Personality traits, such as behavioral inhibition and fear of negative evaluation, make some people more vulnerable to social anxiety. These traits are genetically influenced and they run in families. Additional risk factors are certain environmental concerns, such as childhood maltreatment and adversity.
3. Signs and Symptoms
People with social anxiety commonly fear embarrassment, which greatly interferes with or prevents social activities. They commonly experience low self-esteem, lack of assertiveness, fear of criticism, and fear of public speaking (e.g. in group discussions or giving a presentation to a group). Unreasonable fear of new places and unfamiliar people (e.g. fear of talking with a store clerk) or a severe self-consciousness that interferes with one’s functioning in these situations is also a significant difficulty.
4. Who is at Risk?
Studies indicate that anywhere from 3 % to 13 % of people suffer from some form of social anxiety. In most cases, the onset of social phobia is between 8 and 15 years, but it also affects adults. Older adults also experience social anxiety, but it is usually less intense and can be related to a broader range of situations.

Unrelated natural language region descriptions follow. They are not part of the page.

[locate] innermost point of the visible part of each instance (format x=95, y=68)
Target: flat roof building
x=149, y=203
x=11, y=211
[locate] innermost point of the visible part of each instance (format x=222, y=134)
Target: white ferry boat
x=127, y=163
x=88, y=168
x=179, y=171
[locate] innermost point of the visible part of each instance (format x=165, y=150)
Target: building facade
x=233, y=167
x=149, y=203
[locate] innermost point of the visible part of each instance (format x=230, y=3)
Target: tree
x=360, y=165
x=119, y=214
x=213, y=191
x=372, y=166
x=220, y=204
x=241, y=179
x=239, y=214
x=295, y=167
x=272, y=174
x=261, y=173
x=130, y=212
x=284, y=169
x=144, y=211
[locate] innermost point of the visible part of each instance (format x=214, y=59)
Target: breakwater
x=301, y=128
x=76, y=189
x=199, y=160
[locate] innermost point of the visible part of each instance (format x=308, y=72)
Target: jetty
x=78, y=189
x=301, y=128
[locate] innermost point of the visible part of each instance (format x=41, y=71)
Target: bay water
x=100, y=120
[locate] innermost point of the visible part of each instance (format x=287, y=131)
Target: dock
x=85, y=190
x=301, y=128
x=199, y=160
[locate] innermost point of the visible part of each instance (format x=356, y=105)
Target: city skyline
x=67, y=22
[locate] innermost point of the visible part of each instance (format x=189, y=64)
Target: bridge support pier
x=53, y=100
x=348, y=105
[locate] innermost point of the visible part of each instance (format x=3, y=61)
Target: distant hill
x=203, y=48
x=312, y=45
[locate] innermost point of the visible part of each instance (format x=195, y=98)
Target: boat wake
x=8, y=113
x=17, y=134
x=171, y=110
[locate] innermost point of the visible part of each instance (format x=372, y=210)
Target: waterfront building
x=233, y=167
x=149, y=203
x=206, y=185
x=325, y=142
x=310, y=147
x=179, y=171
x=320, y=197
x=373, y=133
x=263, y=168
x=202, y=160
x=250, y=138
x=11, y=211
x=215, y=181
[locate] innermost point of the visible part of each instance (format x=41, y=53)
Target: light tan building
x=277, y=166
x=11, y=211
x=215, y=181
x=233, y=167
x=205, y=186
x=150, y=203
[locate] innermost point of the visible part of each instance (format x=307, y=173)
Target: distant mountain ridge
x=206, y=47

Social phobia usually develops in adolescence and is preceded by a less severe form of shyness. It may develop gradually or follow a public embarrassment (e.g. poor school presentation performance). Social phobia also co-occurs with other anxiety disorders, mood disorders, and substance abuse disorders.
Cognitive Behavioral Therapy (CBT) is commonly used to treat social anxiety. Although CBT is an effective mode of therapy treatment of this condition, other forms of psychotherapy have also demonstrated effectiveness (e.g. Exposure Therapy or Social Skills Training).
7. Living With Social Anxiety
Social anxiety can negatively influence someone’s job performance and social life. For instance, one may have difficulties taking on a job promotion because it involves speaking in public. Engaging in romantic relationships can also be a great challenge; many people who struggle with social anxiety are often single and unmarried. People living with social anxiety can also find it very difficult to seek treatment, it has been discovered that people in Western societies seek treatment only after 15-20 years of experiencing symptoms. But there is hope. If you think you suffer from social anxiety, seeking mental health professional help can benefit you greatly.